Installment 1
Friday AM June 30
We used to drive the 8 hours/500 miles from Seattle to Ashland, but the trip down I-5 isn’t particularly scenic once you’ve done it a couple of times, and it robs 2 whole days from a trip that always seems too short in the first place. The last 3 or 4 years, we’ve been flying instead. With increased security and a plane transfer in Portland, the door-to-door flight ends up taking 4 hours, but it’s not 4 hours of staring at oncoming pavement. The flight itself can be very scenic, too, going over Mt. St. Helens, Mt. Hood, the Columbia River, etc.

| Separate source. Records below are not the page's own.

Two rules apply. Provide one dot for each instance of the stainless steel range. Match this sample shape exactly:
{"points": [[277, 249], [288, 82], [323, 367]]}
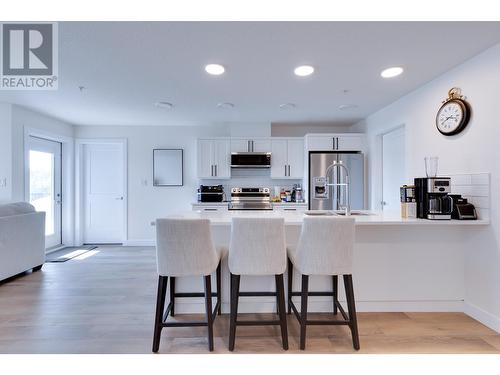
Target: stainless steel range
{"points": [[250, 199]]}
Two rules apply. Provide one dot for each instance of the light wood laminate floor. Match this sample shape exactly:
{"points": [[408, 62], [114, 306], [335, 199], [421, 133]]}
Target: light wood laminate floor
{"points": [[105, 304]]}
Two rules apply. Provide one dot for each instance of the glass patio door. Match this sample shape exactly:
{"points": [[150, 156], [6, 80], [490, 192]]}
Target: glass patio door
{"points": [[44, 185]]}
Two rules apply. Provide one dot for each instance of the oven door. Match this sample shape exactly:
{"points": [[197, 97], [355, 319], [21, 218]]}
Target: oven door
{"points": [[251, 160]]}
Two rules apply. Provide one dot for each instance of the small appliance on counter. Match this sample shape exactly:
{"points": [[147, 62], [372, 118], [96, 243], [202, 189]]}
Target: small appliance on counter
{"points": [[214, 193], [462, 209], [250, 199], [433, 201], [297, 193], [408, 201]]}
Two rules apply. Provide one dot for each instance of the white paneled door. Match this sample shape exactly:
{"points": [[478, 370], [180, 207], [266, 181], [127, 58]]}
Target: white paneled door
{"points": [[43, 185], [393, 168], [104, 193]]}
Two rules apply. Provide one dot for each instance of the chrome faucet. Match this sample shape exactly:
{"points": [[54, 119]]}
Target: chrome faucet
{"points": [[339, 165]]}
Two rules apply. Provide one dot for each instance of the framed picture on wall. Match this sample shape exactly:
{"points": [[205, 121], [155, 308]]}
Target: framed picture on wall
{"points": [[168, 167]]}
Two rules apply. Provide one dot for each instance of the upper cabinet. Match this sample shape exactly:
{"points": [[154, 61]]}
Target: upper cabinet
{"points": [[287, 158], [335, 142], [214, 158], [250, 145]]}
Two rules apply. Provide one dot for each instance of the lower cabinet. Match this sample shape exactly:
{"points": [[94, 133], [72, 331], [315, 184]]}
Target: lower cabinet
{"points": [[206, 207], [294, 207], [285, 207]]}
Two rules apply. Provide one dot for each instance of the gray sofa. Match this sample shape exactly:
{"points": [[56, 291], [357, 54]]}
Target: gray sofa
{"points": [[22, 239]]}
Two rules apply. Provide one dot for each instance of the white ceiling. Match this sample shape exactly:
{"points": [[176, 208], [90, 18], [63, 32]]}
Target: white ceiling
{"points": [[127, 66]]}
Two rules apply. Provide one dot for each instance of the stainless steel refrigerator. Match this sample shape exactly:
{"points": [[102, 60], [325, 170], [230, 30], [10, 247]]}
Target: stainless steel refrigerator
{"points": [[334, 196]]}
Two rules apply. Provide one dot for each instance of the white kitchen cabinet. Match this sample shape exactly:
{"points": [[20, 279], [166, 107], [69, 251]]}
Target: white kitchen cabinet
{"points": [[335, 142], [210, 208], [287, 158], [250, 145], [279, 158], [295, 158], [296, 207], [213, 159]]}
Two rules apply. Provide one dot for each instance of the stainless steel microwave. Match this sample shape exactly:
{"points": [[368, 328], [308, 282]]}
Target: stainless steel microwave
{"points": [[251, 160]]}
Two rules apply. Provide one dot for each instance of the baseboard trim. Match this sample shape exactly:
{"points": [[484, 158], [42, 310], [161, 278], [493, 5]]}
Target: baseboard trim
{"points": [[139, 243], [184, 305], [488, 319]]}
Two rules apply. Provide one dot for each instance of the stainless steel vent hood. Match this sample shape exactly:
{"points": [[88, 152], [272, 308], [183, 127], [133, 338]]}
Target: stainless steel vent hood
{"points": [[251, 160]]}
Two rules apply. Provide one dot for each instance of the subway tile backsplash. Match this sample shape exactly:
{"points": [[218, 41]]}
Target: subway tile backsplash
{"points": [[476, 188]]}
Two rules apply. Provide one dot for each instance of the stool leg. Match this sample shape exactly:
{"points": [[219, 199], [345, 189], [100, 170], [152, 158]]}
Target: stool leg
{"points": [[219, 289], [160, 307], [335, 284], [290, 282], [208, 306], [280, 292], [303, 311], [353, 325], [172, 295], [235, 288]]}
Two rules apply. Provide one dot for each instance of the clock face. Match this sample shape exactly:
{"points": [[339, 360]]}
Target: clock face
{"points": [[452, 117]]}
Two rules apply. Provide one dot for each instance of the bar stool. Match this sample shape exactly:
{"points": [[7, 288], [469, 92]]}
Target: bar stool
{"points": [[325, 248], [184, 247], [257, 247]]}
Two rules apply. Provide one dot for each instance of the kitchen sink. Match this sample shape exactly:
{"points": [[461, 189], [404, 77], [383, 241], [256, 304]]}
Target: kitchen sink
{"points": [[335, 213]]}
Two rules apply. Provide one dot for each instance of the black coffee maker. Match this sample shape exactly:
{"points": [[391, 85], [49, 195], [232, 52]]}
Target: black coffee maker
{"points": [[433, 201]]}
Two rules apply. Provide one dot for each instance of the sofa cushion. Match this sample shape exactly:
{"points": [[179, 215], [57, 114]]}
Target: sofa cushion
{"points": [[17, 208]]}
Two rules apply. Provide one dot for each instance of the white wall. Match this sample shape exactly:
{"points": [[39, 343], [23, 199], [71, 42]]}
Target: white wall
{"points": [[146, 203], [475, 150], [5, 152]]}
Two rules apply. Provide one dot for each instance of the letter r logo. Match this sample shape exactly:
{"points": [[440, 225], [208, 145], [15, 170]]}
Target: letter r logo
{"points": [[27, 49]]}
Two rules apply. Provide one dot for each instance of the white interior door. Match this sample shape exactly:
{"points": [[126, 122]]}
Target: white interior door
{"points": [[104, 200], [393, 168], [43, 185]]}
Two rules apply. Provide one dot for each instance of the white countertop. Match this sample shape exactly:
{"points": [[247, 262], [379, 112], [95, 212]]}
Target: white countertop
{"points": [[296, 218]]}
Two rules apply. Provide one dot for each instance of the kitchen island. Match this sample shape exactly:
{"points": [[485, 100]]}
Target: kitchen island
{"points": [[399, 264]]}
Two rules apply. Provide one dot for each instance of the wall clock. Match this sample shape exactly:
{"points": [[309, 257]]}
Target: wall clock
{"points": [[454, 114]]}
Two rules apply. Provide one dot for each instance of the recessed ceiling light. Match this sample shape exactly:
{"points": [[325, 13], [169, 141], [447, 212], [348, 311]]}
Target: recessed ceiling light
{"points": [[345, 107], [288, 106], [304, 70], [391, 72], [164, 105], [214, 69], [225, 105]]}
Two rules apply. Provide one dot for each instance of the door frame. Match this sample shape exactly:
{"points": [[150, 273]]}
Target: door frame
{"points": [[380, 197], [79, 180], [67, 188]]}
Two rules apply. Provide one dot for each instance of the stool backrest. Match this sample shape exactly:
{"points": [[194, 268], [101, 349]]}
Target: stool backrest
{"points": [[325, 246], [257, 246], [184, 247]]}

Checking through security at SeaTac, however, I believe I had my silliest experience with TSA. Mrs. Perils, and I with my arsenal of electronic devices, chargers and batteries, flew through the scanners. My mother, however, was detained for nearly 10 minutes while they ransacked her purse and ran it back through the scanner 3 times. Turned out she had 2 fingernail files secreted in its various pockets, and it took them a while to ID the second one. Why two? Was one for the left hand, one for the right? You have to wonder what’s to fear from a 90-pound, 76-year-old woman with a 3 inch fingernail file, but then you never saw her chase me through the house brandishing a hairbrush. Anyway, they passed her through in time to keep me from doing or saying something to get us all locked up.
If you’re doing short hops around the Northwest, you’ll almost always find yourself on a Horizon Airlines turboprop. The atmosphere is more relaxed and casual than on the main line airlines - you have to actually walk outside and climb up a set of stairs to the plane instead of using a jetway, and the crews are more colloquial and occasionally - gasp! - humorous in delivering their preflight spiels.
I was tickled to take my seat, look up the aisle into the cockpit and see this:
(Click to enlarge)
When we deplaned in Portland, the first officer set his bags on the tarmac:
You start to understand what it might be like to fly for a commuter airline. He, at least, got his luggage. Mrs. Perils’ bag ended up being routed to Spokane, and didn’t get delivered until Saturday morning.